- Theatrical release poster
- Directed by: A. Jagannathan
- Written by: Aaroor Dass (dialogues)
- Story by: Subhash Ghai
- Based on: Khal Nayak
- Starring: Vinod Kumar Alva; Rahman; Sukanya;
- Cinematography: Babu
- Edited by: Kotagiri Venkateswara Rao
- Music by: Maragathamani
- Production company: Shri Sowdamini Creators
- Distributed by: Gattani Film
- Release date: 16 September 1994;
- Country: India
- Language: Tamil

= Hero (1994 film) =

Hero is a 1994 Indian Tamil-language action thriller film directed by A. Jagannathan. It is a remake of the 1993 Hindi film Khal Nayak. The film stars Vinod Kumar Alva, Rahman and Sukanya. It was released on 16 September 1994.

== Plot ==
Raja, a notorious criminal and loyal associate of the underworld leader Roshan, is arrested by Inspector Ramu, who is determined to dismantle Roshan's criminal network. During questioning, Raja refuses to reveal any information about his mentor. With the help of his gang members, he escapes from police custody, leading to public outrage and damaging Ramu's reputation.

To help capture Raja and restore the police department's credibility, Inspector Seetha volunteers for an undercover mission. Disguising herself as a street performer, she infiltrates Raja's world and gradually gains his trust. As she spends time with him, she discovers that beneath his criminal exterior lies a man shaped by manipulation and tragedy.

Raja falls in love with Seetha, unaware that she is a police officer. When he eventually learns the truth, he feels betrayed and becomes furious. However, Seetha remains committed to her mission and continues pursuing justice despite the personal risks involved.

Meanwhile, Ramu meets Raja's mother, who reveals a long-hidden truth: Raja and Ramu were childhood friends. She explains how Roshan exploited their family's hardships and deceived Raja into believing that the police were responsible for his sister's death. Consumed by anger and misinformation, Raja was drawn into a life of crime.

As the search for Raja intensifies, Seetha helps him evade capture during a police chase. Her actions lead to her arrest and suspension, tarnishing her professional reputation. Raja later reunites with his mother, but Roshan, fearing Raja may expose him, turns against his former protégé and attempts to eliminate him.

Ramu launches a major operation against Roshan and his gang. During the final confrontation, Raja learns the truth about his sister's death and realizes that Roshan had manipulated him for years. A fierce battle follows, ending with Ramu killing Roshan and destroying his criminal empire. Raja escapes but is forever changed by the revelations.
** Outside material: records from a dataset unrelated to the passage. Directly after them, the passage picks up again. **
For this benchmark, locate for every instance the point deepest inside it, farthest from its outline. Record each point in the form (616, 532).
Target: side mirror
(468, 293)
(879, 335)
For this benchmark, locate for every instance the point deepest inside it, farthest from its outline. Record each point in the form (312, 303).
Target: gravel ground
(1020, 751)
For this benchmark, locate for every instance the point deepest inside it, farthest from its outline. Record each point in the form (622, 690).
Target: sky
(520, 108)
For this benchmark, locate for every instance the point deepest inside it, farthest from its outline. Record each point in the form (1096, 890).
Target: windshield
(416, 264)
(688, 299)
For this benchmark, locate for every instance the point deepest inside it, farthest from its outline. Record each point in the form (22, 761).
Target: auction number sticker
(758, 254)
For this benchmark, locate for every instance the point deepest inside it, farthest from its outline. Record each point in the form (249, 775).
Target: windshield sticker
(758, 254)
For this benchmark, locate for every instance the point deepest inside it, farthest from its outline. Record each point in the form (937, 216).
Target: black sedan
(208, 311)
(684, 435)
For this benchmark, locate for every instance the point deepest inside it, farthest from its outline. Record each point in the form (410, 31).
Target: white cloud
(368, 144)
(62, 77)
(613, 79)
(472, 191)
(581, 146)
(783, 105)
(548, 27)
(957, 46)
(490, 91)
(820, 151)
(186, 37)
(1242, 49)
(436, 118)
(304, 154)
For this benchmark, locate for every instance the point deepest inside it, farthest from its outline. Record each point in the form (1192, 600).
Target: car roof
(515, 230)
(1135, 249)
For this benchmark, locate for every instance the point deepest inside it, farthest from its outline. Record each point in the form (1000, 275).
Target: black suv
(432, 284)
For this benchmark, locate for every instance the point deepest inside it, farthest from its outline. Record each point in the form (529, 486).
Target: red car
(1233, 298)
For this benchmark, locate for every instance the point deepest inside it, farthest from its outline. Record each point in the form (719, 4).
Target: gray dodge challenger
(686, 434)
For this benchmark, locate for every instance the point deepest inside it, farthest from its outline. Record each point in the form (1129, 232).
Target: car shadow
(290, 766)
When Raja learns that Seetha is facing trial for helping him, he voluntarily surrenders to the authorities. In court, he confesses to his crimes and testifies that Seetha acted in the line of duty. His testimony clears her name and leads to her acquittal.

In the end, Raja accepts responsibility for his actions and is sentenced to life imprisonment, while Ramu and Seetha are vindicated, bringing the story to a bittersweet conclusion.

== Cast ==
- Vinod Kumar Alva as Raja
- Rahman as Ramu
- Sukanya as Seetha
- S. S. Chandran
- Annapurna
- Rocky
- P. J. Sarma
- Y. Vijaya

== Soundtrack ==
The music was composed by Maragathamani and lyrics were written by Vairamuthu. The songs "Nallavan Illai" and "Sollikkul Enna Irukku" are based on "Nayak Nahi" and "Choli Ke Peeche", respectively, from the original Hindi film.

Track listing
| No. | Title | Singer(s) | Length |
|---|---|---|---|
| 1. | "Sollikkul Enna Irukku" | K. S. Chithra, Malgudi Subha |  |
| 2. | "Nallavan Illai Nee" | Mano, Malgudi Subha |  |
| 3. | "Pura Pura Penn Pura" | S. P. Balasubrahmanyam, K. S. Chithra |  |
| 4. | "Kannadi Paarka Vandhen" | S. P. Balasubrahmanyam |  |
| 5. | "Nallavano Kettavano" | Malgudi Subha |  |

== Release and reception ==
Hero was released on 16 September 1994 by Gattani Film. Malini Mannath of The Indian Express noted that the director remained faithful to the original film and that Vinod Kumar was made to imitate Sanjay Dutt while finding the performances of Rahman and Sukanya as adequate.